Type de contenu: Critique
Une occasion pour lui de témoigner des évolutions qui sont apparues au fil du temps et de se livrer plus intimement dans ce qui est, à ce jour, l’un de ses récits les plus personnels.
«Les souvenirs sont venus au fur et à mesure, expose M. LeBlanc. Je me suis rappelé des dictateurs, comme Adolf Hitler, Mussolini, de personnes comme le père Léger Comeau, qui a été président de la Société nationale des Acadiens (SNA) et de la Fédération acadienne de la Nouvelle-Écosse (FANE), et ensuite des jeunes qui prennent la relève, comme Natalie Robichaud, par exemple, et d’autres plus jeunes.»
Choisissant de rédiger son livre de façon chronologique, l’auteur, né en 1929 à Saulnierville, ouvre son récit sur la période de la Grande Dépression (1929 à 1939), puis poursuit avec celle de la Seconde Guerre mondiale (1939-1945).
Il y raconte ses années au Collège Saint-Anne, dont il est sorti diplômé en 1947, avant de faire carrière à la Banque royale du Canada, puis à la Société d’assurances l’Assomption-Vie. «J’y ai été de 1955 à 1992, témoigne-t-il. Ensuite, la relève a été prise par mon fils, Maurice. Alors, on a été le visage de la Société d’Assomption pendant plus de 60 ans.»
Le livre fait aussi preuve de certaines de ses implications associatives qui ont joué un rôle important pour la culture acadienne, et notamment pour Le Courrier de la Nouvelle-Écosse. En effet, en 1971, alors qu’il était membre de la FANE, il a participé, avec son conseil d’administration, à la sauvegarde du journal, encore intitulé à l’époque Le Petit Courrier, pour qu’il ne disparaisse pas après le départ à la retraite de Désiré d’Eon, son fondateur.

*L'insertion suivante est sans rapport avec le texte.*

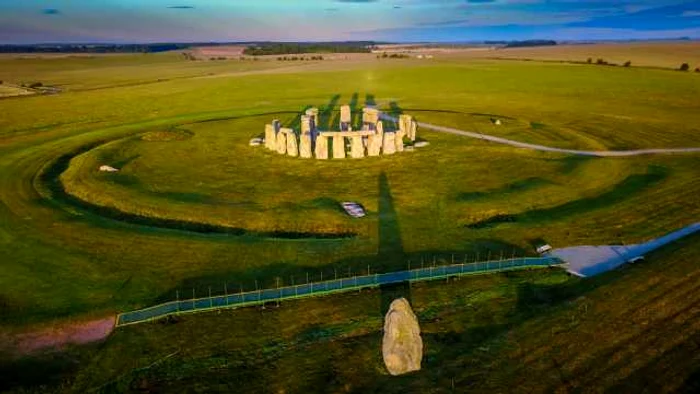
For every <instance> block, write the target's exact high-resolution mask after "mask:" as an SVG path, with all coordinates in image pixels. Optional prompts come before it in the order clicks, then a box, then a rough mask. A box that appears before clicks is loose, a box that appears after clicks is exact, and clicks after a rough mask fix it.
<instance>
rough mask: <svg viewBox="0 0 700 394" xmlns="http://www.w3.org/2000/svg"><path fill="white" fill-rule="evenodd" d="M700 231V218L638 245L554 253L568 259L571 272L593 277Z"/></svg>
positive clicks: (554, 254) (568, 261)
mask: <svg viewBox="0 0 700 394" xmlns="http://www.w3.org/2000/svg"><path fill="white" fill-rule="evenodd" d="M699 231H700V222H698V223H693V224H691V225H689V226H687V227H684V228H682V229H680V230H677V231H674V232H672V233H670V234H666V235H664V236H662V237H659V238H655V239H652V240H650V241H647V242H644V243H642V244H634V245H601V246H573V247H568V248H561V249H554V250H553V251H552V252H551V255H552V256H554V257H557V258H559V259H561V260H562V261H565V262H566V264H565V268H566V270H567V271H568V272H569V273H572V274H574V275H576V276H580V277H589V276H594V275H598V274H601V273H603V272H607V271H610V270H613V269H615V268H617V267H619V266H621V265H623V264H625V263H627V262H628V261H630V260H633V259H635V258H637V257H643V256H644V255H646V254H647V253H650V252H652V251H654V250H656V249H659V248H661V247H663V246H666V245H668V244H669V243H671V242H674V241H677V240H679V239H681V238H683V237H687V236H689V235H691V234H694V233H696V232H699Z"/></svg>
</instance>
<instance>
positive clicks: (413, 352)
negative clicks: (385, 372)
mask: <svg viewBox="0 0 700 394" xmlns="http://www.w3.org/2000/svg"><path fill="white" fill-rule="evenodd" d="M382 356H383V358H384V365H385V366H386V369H387V370H388V371H389V373H390V374H392V375H402V374H405V373H409V372H413V371H419V370H420V368H421V361H422V359H423V339H422V338H421V336H420V326H419V325H418V318H416V315H415V314H414V313H413V310H411V305H410V304H409V303H408V301H406V299H405V298H399V299H396V300H394V301H393V302H392V303H391V305H390V306H389V311H388V312H387V313H386V316H385V317H384V338H383V339H382Z"/></svg>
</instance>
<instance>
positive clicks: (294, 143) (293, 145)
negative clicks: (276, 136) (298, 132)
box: [282, 129, 299, 157]
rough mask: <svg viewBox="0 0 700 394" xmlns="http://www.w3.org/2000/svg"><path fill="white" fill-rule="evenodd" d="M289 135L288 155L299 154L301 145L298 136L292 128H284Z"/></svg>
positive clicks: (287, 148) (298, 155)
mask: <svg viewBox="0 0 700 394" xmlns="http://www.w3.org/2000/svg"><path fill="white" fill-rule="evenodd" d="M282 130H284V133H285V134H286V135H287V155H288V156H292V157H297V156H299V145H298V144H297V136H296V134H294V130H292V129H282Z"/></svg>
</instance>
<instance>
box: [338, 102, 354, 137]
mask: <svg viewBox="0 0 700 394" xmlns="http://www.w3.org/2000/svg"><path fill="white" fill-rule="evenodd" d="M340 131H352V112H351V111H350V106H349V105H343V106H342V107H340Z"/></svg>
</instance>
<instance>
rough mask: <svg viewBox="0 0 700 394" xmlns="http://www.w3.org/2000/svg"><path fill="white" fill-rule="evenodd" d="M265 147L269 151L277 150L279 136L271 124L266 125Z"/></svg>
mask: <svg viewBox="0 0 700 394" xmlns="http://www.w3.org/2000/svg"><path fill="white" fill-rule="evenodd" d="M265 147H266V148H267V149H269V150H275V149H277V134H276V133H275V129H274V126H272V125H271V124H266V125H265Z"/></svg>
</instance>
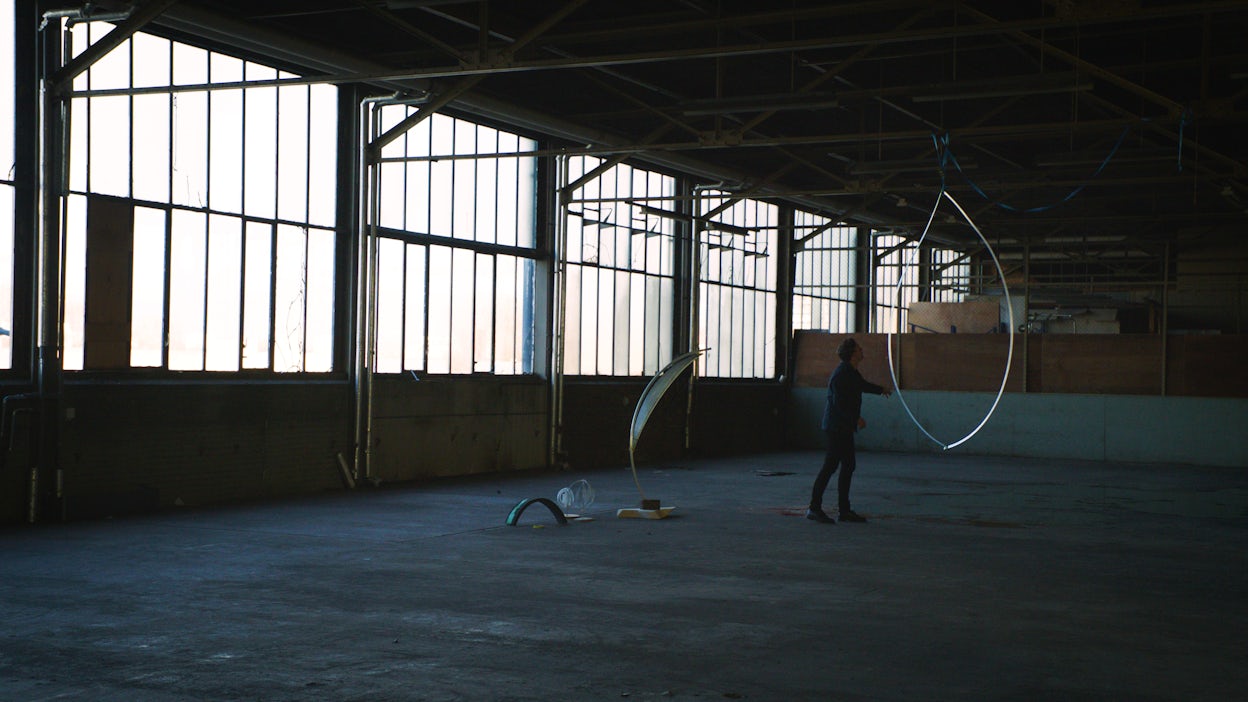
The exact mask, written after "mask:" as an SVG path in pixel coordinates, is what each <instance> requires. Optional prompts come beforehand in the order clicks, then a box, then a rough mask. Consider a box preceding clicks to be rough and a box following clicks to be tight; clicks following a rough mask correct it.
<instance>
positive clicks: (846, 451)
mask: <svg viewBox="0 0 1248 702" xmlns="http://www.w3.org/2000/svg"><path fill="white" fill-rule="evenodd" d="M836 355H837V356H839V357H840V358H841V363H840V365H839V366H836V370H835V371H832V377H830V378H829V380H827V405H826V406H825V407H824V433H826V435H827V455H826V456H825V457H824V468H822V470H821V471H819V477H816V478H815V486H814V487H812V488H811V492H810V508H809V510H806V518H807V520H814V521H816V522H824V523H836V522H835V521H834V520H832V517H830V516H827V513H825V512H824V491H825V490H826V488H827V481H830V480H831V477H832V473H835V472H836V468H837V466H839V467H840V470H841V476H840V478H839V480H837V482H836V501H837V507H839V508H840V517H841V521H842V522H865V521H866V518H865V517H862V516H861V515H857V513H855V512H854V510H851V508H850V481H852V480H854V466H855V456H854V432H856V431H857V430H860V428H864V427H866V420H864V418H862V415H861V412H862V393H864V392H870V393H872V395H884V396H885V397H887V396H890V395H892V391H890V390H885V388H884V387H881V386H879V385H875V383H872V382H867V381H866V378H864V377H862V373H860V372H859V371H857V366H859V363H861V362H862V347H861V346H859V345H857V342H856V341H854V340H852V339H846V340H845V341H842V342H841V345H840V346H837V347H836Z"/></svg>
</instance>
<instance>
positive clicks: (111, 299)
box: [84, 197, 135, 370]
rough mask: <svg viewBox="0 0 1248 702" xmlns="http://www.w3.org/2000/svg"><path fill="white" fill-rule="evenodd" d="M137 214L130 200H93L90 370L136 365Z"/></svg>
mask: <svg viewBox="0 0 1248 702" xmlns="http://www.w3.org/2000/svg"><path fill="white" fill-rule="evenodd" d="M134 230H135V210H134V207H132V206H131V204H130V202H129V201H126V200H116V199H112V197H91V199H90V200H87V207H86V327H85V334H84V337H85V339H84V356H85V360H84V366H85V367H86V368H87V370H91V368H126V367H130V302H131V284H132V277H134V271H132V266H134V252H132V242H134Z"/></svg>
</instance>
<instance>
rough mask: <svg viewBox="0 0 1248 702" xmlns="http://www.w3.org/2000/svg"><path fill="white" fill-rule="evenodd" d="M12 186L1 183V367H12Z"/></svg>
mask: <svg viewBox="0 0 1248 702" xmlns="http://www.w3.org/2000/svg"><path fill="white" fill-rule="evenodd" d="M12 226H14V225H12V186H9V185H2V184H0V368H11V367H12V234H14V232H12Z"/></svg>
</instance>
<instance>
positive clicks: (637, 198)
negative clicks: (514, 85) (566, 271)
mask: <svg viewBox="0 0 1248 702" xmlns="http://www.w3.org/2000/svg"><path fill="white" fill-rule="evenodd" d="M600 162H602V161H600V160H598V159H594V157H588V156H580V157H575V159H572V160H570V161H569V164H568V171H569V172H568V179H569V181H577V180H578V179H580V177H582V176H584V175H585V174H587V172H589V171H593V170H594V169H595V167H598V165H599V164H600ZM675 187H676V181H675V179H674V177H671V176H665V175H661V174H656V172H650V171H644V170H640V169H634V167H631V166H628V165H623V164H622V165H617V166H614V167H612V169H609V170H607V171H605V172H603V174H602V175H599V176H598V177H595V179H593V180H590V181H589V182H587V184H585V185H583V186H582V187H579V189H577V191H575V192H572V194H570V195H572V200H573V201H572V204H570V205H569V207H568V217H567V235H568V244H567V250H565V256H567V295H565V302H567V310H565V322H564V360H563V370H564V372H565V373H569V375H603V376H629V375H631V376H636V375H654V373H655V372H658V371H659V370H660V368H661V367H663V366H664V365H666V363H668V362H669V361H670V360H671V344H673V325H674V322H673V314H674V311H675V277H674V274H675V262H674V252H675V246H674V237H675V219H674V217H673V216H671V214H673V202H674V201H673V196H674V195H675Z"/></svg>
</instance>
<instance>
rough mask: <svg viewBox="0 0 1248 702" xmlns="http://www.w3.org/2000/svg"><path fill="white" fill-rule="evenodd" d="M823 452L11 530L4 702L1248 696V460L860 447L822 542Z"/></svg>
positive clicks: (712, 461)
mask: <svg viewBox="0 0 1248 702" xmlns="http://www.w3.org/2000/svg"><path fill="white" fill-rule="evenodd" d="M819 461H820V456H819V455H817V453H811V452H802V453H782V455H768V456H754V457H748V458H735V460H725V461H690V462H685V463H673V465H665V466H645V467H643V470H641V472H640V475H641V485H643V487H644V488H645V490H646V493H648V496H650V497H659V498H661V500H663V502H664V505H673V506H676V511H675V512H674V515H673V516H671V517H670V518H668V520H664V521H648V520H619V518H615V508H618V507H625V506H634V505H635V503H636V501H638V493H636V490H635V487H634V486H633V482H631V478H630V476H629V473H628V471H626V470H609V471H600V472H590V473H543V475H524V476H518V477H517V476H513V477H494V476H492V477H484V478H473V480H454V481H442V482H434V483H429V485H423V486H404V487H397V486H396V487H389V488H384V487H383V488H381V490H362V491H357V492H352V493H336V495H328V496H324V497H318V498H311V500H300V501H286V502H277V503H263V505H248V506H241V507H228V508H218V510H187V511H182V512H176V513H163V515H156V516H145V517H132V518H119V520H110V521H101V522H91V523H72V525H50V526H41V527H36V528H27V527H9V528H5V530H0V596H2V601H0V625H2V627H0V632H2V638H0V700H5V701H40V700H57V701H75V700H81V701H110V700H119V701H197V700H206V701H207V700H211V701H217V700H256V701H266V702H267V701H288V700H290V701H296V700H300V701H302V700H333V701H348V700H359V701H364V700H367V701H387V700H422V701H424V700H428V701H437V700H473V701H475V700H483V701H484V700H514V701H519V700H533V701H537V700H540V701H550V700H567V701H582V700H776V701H795V700H819V701H825V700H826V701H885V702H886V701H904V700H906V701H934V700H950V701H976V700H985V701H1007V700H1017V701H1038V700H1062V701H1106V700H1122V701H1136V702H1139V701H1142V702H1148V701H1163V700H1166V701H1171V700H1181V701H1199V700H1218V701H1223V700H1227V701H1231V700H1248V673H1246V668H1248V666H1246V663H1248V597H1246V593H1248V518H1246V517H1248V471H1244V470H1228V468H1201V467H1191V466H1183V467H1176V466H1141V465H1106V463H1055V462H1051V461H1033V460H1016V458H987V457H975V456H967V455H960V453H956V452H950V453H941V455H934V453H924V455H902V453H877V452H872V453H862V455H861V456H860V458H859V473H857V476H856V485H855V501H854V505H855V508H856V510H857V511H860V512H862V513H865V515H867V516H870V517H871V522H870V523H866V525H851V523H842V525H835V526H829V525H819V523H815V522H810V521H806V520H805V518H801V516H800V515H801V511H802V507H804V505H805V502H806V495H807V491H809V487H810V482H811V480H812V476H814V473H815V471H816V470H817V467H819ZM774 473H781V475H774ZM782 473H787V475H782ZM578 478H585V480H588V481H589V482H590V483H592V486H593V487H594V488H595V491H597V502H595V505H594V506H593V507H592V508H590V510H588V511H587V513H588V515H589V516H593V517H594V520H593V521H582V522H573V523H570V525H569V526H564V527H559V526H557V525H555V522H554V520H553V517H552V516H550V513H549V512H547V511H545V510H543V508H542V507H540V506H537V505H535V506H533V507H530V508H529V510H528V511H527V512H524V515H523V516H522V517H520V521H519V526H514V527H509V526H505V525H504V520H505V518H507V516H508V513H509V511H510V510H512V507H513V506H514V505H515V503H517V502H518V501H519V500H522V498H525V497H537V496H545V497H554V495H555V492H557V491H558V490H559V488H560V487H564V486H567V485H569V483H572V482H573V481H575V480H578ZM834 485H835V481H834ZM834 490H835V488H834ZM829 503H830V505H835V497H834V496H831V495H830V498H829Z"/></svg>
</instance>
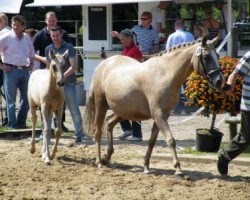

Autre avancée significative pour la communauté acadienne qu’il relate dans son livre, sa présence à la Convention régionale du sud-ouest de la Nouvelle-Écosse, en 1934. Pour la première fois, cette réunion a permis de discuter «des problèmes et des espoirs que nous avions, et également de rappeler aux autorités leurs obligations».
J’ai voulu démontrer que des désastres pouvaient être tournés en opportunité de bienfaisance.»
De même, il se souvient que c’est la Société d’Assomption qui a signé le contrat pour acquérir le terrain sur lequel l’Église commémorative de Grand-Pré est située aujourd’hui. «J’ai voulu démontrer que des désastres pouvaient être tournés en opportunité de bienfaisance», exprime-t-il, en repensant notamment à la catastrophe maritime, racontée dans son deuxième livre, De la Baie Sainte-Marie à la mer des Caraïbes, qui a couté la vie à 264 personnes et, parmi elles, sa plus jeune sœur.
«Depuis plus de 50 ans que ma sœur est disparue, la paroisse de Saulnierville a aidé des gens des Caraïbes en envoyant plus de 50 000 $. Ils établissent leurs priorités et, avec la générosité des paroissiens de Saulnierville, nous pouvons leur permettre de réaliser des projets importants pour leurs écoles.»
Toutefois, malgré tous ces évènements historiques qu’il relate, il admet que l’écriture de ces mémoires s’est avérée plus délicate que celle des précédents, car c’était la première fois qu’il se livrait de façon aussi intime. «Dans mes premiers livres, je racontais l’histoire d’autres personnes. C’est pas dans ma nature de parler de moi-même. Dans mon dernier livre, il fallait bien que je dévoile des aspects de ma vie. Ça a été plus difficile, c’était émotionnel.»
Il avoue d’ailleurs que cette idée de récit autobiographique ne lui est pas venue entièrement de lui-même. «Ma fille, Monique, m’a suggéré [il y a] deux ou trois ans passés, “Papa, je pense que tu as encore quelque chose à dire.” Et par la suite, j’ai commencé à rédiger mes mémoires.»
Ayant eu la chance de pouvoir parcourir, tout au long de sa vie, plusieurs territoires du monde – citant, entre autres, Marseille, la Corse, Prague, Salzbourg, Vienne ou encore les Caraïbes – partager ses souvenirs s’est finalement révélé pour lui comme un véritable privilège.
«Aujourd’hui, après avoir été atteint par le COVID au mois d’aout, l’année passée, je jouis de ma retraite en continuant à m’informer sur les actualités chaque jour et [à] écrire d’autres mémoires pour la postérité.»